Re: [RFC][PATCH 4/4] futex: Rewrite FUTEX_UNLOCK_PI

From: Peter Zijlstra
Date: Fri Nov 25 2016 - 11:19:43 EST


On Thu, Oct 27, 2016 at 10:36:00PM +0200, Thomas Gleixner wrote:
> So that waiter which is now spinning on pi_mutex->lock has already set the
> waiters bit, which you undo. So you created the following scenario:
>
> CPU0 CPU1 CPU2
>
> TID 0x1001 TID 0x1000 TID 0x1002
>
> Acquires futex in user space
> futex value = 0x1000;
>
> futex_lock_pi()
>
> lock_hb()
> set_waiter_bit()
> --> futex value = 0x40001000;
>
> futex_unlock_pi()
> lock_hb()
> attach_to_pi_owner()
> rt_mutex_init_proxy_locked()
> queue_me()
> unlock_hb()
> unlock_hb()
> rt_mutex_lock() wake_futex_pi()
> lock(pi_mutex->lock);
> lock(pi_mutex->lock) new_owner is NULL;
> --> futex value = 0;
> rt_mutex_futex_unlock(pi_mutex);
> unlock(pi_mutex->lock);
> acquire_rt_mutex() return to user space
> Acquires futex in user space
> --> futex value = 0x1002
> fixup_owner()
> fixup_pi_state_owner()
> uval = 0x1002;
> newval = 0x40001001;
> cmpxchg(uval, newval) succeeds
> --> futex value = 0x40001001
>
> Voila. Inconsistent state .... TID 0x1002 is borked now.

OK, I think its much worse...


Consider:


CPU0 (tid=0x1000) CPU1 (tid=0x1001) CPU2 (tid=0x1002)


acquire in userspace
*uaddr = 0x1000

futex_lock_pi()
acq hb->lock
attach_to_pi_owner
pi_state->refcount == 1
queue_me
rel hb->lock
futex_lock_pi()
acq hb->lock
attach_to_pi_state
pi_state->refcount == 2
queue_me
rel hb->lock

futex_unlock_pi()
acq pi_mutex->lock
top_waiter == (CPU1 | CPU2)
wake_futex_pi()
new_owner == NULL
pi_state->owner = &init_task
*uaddr = 0
rt_mutex_futex_unlock()
ret-to-user


acquire in userspace
*uaddr = 0x1000



>From here there's multiple ways to trainwreck the thing, the way you
list above, lets call this A):

rt_mutex_lock()
acq hb->lock
fixup_owner()
cmpxchg(uaddr, 0x1000, 0x40001002)

*BORKED CPU0*

alternatively we can do; B):

CPU3 (or CPU0 with a different tid)

futex_lock_pi()
acq hb->lock
attach_to_pi_state()
-EINVAL : *uaddr != task_pid_vnr(&init_task)

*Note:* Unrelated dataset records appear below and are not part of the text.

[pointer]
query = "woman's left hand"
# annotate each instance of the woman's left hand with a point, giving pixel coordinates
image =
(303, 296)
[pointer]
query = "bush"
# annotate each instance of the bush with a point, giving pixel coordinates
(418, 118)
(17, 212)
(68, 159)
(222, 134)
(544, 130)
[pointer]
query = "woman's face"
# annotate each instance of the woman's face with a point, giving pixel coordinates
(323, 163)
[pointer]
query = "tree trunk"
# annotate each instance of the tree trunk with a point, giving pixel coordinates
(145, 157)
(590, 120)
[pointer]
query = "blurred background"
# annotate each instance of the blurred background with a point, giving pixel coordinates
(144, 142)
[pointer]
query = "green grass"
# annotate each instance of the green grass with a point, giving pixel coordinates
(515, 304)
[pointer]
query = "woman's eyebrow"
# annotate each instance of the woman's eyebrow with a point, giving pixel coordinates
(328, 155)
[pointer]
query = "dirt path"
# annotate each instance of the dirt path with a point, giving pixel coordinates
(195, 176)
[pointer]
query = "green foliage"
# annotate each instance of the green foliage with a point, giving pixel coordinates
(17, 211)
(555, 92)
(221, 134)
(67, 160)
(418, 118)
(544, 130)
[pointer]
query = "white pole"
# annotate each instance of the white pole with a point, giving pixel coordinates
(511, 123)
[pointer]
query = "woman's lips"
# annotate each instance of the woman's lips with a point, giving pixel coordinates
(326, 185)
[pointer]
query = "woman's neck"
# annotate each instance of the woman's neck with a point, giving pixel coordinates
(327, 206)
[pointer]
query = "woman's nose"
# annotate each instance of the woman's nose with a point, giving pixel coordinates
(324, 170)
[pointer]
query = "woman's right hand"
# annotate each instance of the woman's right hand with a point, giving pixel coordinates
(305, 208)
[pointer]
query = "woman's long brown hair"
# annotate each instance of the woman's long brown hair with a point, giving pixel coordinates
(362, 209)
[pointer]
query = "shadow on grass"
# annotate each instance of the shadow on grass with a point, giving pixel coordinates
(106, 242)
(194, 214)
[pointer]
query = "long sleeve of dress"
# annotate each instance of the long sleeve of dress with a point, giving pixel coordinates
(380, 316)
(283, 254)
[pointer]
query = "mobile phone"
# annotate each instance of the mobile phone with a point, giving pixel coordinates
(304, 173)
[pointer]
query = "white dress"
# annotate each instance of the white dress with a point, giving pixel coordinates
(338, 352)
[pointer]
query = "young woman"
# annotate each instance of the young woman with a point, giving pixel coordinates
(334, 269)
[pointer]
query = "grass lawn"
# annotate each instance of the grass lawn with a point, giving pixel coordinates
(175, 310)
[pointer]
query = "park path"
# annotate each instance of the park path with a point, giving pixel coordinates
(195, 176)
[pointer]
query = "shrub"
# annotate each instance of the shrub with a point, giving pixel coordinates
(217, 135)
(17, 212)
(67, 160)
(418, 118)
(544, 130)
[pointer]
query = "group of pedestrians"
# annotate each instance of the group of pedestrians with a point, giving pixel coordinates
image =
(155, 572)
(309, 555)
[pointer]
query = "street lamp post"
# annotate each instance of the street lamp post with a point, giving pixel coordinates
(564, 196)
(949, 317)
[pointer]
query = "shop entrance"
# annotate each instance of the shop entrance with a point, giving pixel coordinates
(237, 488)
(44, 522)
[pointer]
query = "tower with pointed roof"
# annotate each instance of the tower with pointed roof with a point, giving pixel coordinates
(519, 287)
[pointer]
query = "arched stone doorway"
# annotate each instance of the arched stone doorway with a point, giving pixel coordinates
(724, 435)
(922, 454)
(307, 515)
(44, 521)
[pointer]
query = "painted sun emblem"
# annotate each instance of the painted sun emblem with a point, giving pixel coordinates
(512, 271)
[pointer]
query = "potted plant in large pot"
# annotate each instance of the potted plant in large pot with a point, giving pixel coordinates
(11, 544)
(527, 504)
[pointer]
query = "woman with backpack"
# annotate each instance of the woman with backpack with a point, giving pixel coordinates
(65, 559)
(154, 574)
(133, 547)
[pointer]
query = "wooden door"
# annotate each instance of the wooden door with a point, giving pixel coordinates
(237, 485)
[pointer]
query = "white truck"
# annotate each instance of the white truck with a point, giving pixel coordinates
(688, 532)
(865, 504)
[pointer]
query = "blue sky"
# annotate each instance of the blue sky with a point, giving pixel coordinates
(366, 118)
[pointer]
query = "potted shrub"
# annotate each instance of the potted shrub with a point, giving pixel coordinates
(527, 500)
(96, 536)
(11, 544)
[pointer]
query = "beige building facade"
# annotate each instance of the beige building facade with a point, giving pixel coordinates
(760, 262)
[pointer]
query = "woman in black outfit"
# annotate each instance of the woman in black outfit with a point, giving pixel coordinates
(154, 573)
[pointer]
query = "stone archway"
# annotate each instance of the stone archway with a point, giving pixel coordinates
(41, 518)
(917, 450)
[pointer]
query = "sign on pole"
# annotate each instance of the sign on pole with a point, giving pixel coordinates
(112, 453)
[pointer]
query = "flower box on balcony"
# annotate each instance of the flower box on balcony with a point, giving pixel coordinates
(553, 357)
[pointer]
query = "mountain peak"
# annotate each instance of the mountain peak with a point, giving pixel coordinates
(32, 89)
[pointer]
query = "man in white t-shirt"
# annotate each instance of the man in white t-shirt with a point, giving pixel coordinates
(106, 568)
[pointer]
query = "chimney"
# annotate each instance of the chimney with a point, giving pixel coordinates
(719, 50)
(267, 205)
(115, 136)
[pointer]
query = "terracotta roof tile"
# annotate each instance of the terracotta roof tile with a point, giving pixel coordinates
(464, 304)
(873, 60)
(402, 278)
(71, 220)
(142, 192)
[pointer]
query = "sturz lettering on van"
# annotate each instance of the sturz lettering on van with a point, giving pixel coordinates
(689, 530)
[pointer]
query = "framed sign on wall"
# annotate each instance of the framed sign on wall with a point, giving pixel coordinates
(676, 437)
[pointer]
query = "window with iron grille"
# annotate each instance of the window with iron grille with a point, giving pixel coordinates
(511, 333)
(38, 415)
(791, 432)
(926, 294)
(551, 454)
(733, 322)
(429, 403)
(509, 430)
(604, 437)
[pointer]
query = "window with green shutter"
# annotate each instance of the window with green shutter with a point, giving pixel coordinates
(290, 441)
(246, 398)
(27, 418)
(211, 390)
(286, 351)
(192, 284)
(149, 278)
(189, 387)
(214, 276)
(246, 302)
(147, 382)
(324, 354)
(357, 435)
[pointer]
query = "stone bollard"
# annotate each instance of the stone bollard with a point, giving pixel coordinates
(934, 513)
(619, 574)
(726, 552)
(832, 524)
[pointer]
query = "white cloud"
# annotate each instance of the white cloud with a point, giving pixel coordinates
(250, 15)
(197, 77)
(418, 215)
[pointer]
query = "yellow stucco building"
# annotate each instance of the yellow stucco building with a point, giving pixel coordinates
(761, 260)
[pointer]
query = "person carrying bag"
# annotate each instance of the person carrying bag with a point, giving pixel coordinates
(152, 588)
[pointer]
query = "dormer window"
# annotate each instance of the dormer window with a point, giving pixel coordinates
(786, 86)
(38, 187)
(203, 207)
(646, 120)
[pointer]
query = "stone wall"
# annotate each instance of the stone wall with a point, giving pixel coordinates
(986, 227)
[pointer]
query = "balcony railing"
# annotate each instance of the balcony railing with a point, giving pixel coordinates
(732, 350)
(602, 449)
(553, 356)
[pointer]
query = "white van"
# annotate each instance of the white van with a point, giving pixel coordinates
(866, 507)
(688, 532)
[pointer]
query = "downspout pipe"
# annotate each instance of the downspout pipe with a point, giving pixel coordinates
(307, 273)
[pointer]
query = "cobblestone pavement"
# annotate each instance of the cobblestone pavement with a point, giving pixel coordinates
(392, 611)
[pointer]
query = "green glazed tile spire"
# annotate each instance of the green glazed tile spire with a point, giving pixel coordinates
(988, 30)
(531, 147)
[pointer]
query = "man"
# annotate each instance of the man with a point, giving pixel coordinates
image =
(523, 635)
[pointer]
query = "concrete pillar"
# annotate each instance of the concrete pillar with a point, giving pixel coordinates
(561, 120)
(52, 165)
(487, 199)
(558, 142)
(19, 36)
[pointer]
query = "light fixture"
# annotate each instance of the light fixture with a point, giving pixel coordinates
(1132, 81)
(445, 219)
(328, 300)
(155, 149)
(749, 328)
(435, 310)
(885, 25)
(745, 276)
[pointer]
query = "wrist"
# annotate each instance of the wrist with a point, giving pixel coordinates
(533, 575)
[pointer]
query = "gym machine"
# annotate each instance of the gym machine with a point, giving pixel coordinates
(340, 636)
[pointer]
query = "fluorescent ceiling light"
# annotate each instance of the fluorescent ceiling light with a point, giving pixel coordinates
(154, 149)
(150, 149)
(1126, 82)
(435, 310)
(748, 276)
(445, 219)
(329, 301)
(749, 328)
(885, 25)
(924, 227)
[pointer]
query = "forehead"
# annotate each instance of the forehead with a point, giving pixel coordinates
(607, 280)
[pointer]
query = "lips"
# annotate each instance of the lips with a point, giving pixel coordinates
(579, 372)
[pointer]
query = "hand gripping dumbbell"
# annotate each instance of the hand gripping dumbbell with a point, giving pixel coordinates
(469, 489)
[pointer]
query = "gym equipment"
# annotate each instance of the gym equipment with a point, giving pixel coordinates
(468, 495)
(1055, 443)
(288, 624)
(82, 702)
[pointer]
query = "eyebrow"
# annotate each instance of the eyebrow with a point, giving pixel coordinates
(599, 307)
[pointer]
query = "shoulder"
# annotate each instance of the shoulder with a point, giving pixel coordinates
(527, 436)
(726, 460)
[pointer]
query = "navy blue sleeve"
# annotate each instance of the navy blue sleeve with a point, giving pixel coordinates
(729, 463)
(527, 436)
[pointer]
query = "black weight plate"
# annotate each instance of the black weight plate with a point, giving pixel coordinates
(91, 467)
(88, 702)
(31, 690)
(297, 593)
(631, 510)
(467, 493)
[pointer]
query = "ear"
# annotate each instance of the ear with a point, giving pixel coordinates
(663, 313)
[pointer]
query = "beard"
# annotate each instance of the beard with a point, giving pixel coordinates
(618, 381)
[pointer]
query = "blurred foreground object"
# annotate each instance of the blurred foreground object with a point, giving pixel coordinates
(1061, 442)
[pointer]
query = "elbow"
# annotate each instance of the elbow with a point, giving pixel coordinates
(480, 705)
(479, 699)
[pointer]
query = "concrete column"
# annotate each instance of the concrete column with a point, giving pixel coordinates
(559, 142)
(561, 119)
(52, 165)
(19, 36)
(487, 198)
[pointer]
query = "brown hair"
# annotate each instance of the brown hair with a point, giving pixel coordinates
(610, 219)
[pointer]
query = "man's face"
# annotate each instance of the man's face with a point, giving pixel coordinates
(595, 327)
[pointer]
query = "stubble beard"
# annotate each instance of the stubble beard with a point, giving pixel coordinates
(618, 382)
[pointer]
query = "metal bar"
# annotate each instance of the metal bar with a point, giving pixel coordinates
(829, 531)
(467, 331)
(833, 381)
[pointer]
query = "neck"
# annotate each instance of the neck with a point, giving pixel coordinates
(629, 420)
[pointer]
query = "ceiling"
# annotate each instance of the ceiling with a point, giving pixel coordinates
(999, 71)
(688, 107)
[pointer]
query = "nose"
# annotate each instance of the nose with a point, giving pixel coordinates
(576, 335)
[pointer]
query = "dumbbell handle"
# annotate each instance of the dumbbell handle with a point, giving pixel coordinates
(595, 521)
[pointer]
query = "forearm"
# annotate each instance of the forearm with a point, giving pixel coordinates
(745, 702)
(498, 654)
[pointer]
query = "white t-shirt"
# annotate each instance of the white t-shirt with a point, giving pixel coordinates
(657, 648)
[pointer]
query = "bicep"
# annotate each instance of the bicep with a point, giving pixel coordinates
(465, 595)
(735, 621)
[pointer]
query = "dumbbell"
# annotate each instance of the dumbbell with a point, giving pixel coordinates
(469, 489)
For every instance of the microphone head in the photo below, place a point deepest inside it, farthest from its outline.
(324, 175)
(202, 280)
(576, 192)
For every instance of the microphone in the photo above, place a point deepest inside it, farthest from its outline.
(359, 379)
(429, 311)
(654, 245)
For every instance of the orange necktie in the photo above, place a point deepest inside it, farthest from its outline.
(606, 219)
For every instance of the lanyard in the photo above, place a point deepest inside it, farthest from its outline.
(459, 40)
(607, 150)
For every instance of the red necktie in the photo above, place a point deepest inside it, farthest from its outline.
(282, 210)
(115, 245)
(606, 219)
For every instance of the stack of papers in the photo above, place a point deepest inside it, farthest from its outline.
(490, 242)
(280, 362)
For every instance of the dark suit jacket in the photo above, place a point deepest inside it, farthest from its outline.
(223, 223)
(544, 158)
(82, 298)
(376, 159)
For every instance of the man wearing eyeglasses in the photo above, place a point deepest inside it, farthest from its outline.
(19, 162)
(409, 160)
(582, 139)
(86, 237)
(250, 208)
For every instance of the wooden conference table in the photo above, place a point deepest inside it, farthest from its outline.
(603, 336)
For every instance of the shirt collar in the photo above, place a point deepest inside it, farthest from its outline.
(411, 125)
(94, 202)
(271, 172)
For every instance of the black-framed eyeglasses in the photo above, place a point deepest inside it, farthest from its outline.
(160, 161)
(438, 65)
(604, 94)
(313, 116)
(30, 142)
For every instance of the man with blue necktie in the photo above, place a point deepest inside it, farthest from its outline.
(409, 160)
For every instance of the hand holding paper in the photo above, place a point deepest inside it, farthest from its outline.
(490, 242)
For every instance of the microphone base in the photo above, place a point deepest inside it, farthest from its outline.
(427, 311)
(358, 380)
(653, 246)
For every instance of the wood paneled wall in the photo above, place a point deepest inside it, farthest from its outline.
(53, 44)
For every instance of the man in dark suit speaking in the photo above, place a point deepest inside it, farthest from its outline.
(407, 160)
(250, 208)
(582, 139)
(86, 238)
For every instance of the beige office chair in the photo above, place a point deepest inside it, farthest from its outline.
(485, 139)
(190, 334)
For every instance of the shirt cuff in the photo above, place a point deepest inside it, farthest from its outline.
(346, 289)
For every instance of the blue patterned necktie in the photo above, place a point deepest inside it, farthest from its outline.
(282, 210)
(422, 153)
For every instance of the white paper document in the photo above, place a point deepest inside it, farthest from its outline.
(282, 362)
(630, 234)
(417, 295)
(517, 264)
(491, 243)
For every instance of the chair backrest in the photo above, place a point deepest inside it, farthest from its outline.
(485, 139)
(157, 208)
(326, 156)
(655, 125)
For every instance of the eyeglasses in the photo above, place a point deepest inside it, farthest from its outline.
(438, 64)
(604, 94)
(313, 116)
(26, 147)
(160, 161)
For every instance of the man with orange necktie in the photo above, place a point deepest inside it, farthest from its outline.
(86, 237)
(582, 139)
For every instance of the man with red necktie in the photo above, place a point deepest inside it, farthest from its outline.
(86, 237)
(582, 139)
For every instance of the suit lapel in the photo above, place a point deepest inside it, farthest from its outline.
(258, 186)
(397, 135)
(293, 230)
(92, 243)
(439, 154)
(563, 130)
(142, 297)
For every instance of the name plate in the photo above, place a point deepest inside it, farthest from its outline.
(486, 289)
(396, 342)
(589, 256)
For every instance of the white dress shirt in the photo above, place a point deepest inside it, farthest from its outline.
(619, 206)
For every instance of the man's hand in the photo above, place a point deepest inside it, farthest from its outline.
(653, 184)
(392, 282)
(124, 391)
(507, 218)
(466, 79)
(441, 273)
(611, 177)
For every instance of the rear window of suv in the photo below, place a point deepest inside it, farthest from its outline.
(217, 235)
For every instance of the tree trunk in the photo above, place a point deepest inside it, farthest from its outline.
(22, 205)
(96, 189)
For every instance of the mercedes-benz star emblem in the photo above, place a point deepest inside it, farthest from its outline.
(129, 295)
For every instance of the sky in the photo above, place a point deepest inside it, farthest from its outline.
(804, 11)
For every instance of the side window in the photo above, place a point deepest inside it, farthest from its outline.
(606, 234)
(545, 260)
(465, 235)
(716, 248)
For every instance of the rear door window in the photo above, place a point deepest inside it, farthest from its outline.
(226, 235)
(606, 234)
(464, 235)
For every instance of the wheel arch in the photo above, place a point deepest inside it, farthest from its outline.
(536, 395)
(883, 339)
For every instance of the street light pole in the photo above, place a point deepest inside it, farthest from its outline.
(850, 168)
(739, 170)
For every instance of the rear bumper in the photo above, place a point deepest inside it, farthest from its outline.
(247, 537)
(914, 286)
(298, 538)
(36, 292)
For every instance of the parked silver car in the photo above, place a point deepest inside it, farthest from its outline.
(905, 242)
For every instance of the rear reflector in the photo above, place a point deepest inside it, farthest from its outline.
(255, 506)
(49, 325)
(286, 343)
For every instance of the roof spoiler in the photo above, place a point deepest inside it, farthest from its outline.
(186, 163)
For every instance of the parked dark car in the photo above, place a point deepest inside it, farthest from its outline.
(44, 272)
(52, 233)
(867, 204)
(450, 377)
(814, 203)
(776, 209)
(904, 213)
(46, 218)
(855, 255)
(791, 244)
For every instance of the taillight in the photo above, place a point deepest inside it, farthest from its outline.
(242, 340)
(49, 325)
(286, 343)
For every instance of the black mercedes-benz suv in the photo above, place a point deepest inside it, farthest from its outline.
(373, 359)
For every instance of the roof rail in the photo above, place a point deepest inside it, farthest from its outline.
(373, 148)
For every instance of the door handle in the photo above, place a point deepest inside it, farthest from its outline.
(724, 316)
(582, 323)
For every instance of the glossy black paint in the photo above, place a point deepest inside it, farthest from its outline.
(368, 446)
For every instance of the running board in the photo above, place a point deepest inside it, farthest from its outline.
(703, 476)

Now, since CPU1 is pinning the hb->waiter relation, the proposed
fixup_owner() -EAGAIN change cannot work either, since, A1):

rt_mutex_lock()
acq hb->lock
fixup_owner() : -EAGAIN
unqueue_me_pi()
put_pi_state
pi_state->refcount == 1
rel hb->lock
goto retry_private

retry_private:
acq hb->lock
attach_to_pi_state() : -EINVAL


Similar things happen with CMP_REQUEUE doing a lookup_pi_state() around
this point.

I'm sorely tempted to do the 'simple' thing and leak FUTEX_WAITERS,
forcing things into the slow path.